The dusty road between Atsugi and Yokohama, Downs said, was guarded by Japanese marines and sailors. Every hundred yards or so guards stood, backs to the road facing the fields and villages. It was explained that to the Japanese, the back facing sentinels were a mark of great respect as a common Japanese soldier does not stare at his betters.

The officers along the road saluted smartly as the Americans passed and their salutes were returned as smartly.

The people of Yokohama and the villages through which the party passed showed no emotion at all. They peeped from windows and stared with blank emotionless faces.

"As we drove into Yokohama," Downs said, "we saw at close hand the terrible effect of the bombing of this major seaport.
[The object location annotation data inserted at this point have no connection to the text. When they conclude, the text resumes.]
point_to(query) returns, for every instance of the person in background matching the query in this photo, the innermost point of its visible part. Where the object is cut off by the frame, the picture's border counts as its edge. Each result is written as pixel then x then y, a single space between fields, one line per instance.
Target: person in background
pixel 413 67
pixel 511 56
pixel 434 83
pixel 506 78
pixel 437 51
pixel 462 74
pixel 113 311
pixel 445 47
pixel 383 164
"The greater port of this city of more than a million has been reduced to a shanty town. Most of the people are living in makeshift shacks built of rusted, corrugated iron. Others had overturned great vats, boarding up the open ends, and are living in them.

"Some are living in caves, and still others have put lengths of sewer pipe together and sleep in them on straw. They do their cooking over open fires."

A few modern buildings which still are intact are being cleaned up by the Japanese to be turned over to Allied administrators and military commanders.

Frederick B. Opper, ABC correspondent, who likewise made the trip from Atsugi to Yokohama, reported similar conditions, saying, "the heart of Japan's greatest seaport city is smashed and desolate beyond recognition . . . It was burned to rubbish. In fact, a B-29 crew member who had participated in the raids on Yokohama whistled in disbelief as he saw what he and other airmen had done. Yokohama was an incendiary target and acres of the heart of the city are no more."

Opper reported the Japanese he saw seemed more bewildered and curious than angry. Japanese women seemed universally to have adopted baggy trousers in place of kimonos while all men were in some uniform or other.

"I was unable to talk to many Japs," Opper said, "although the few I engaged in conversation told me they were sick of the war, frightened out of their wits by the might of American air power."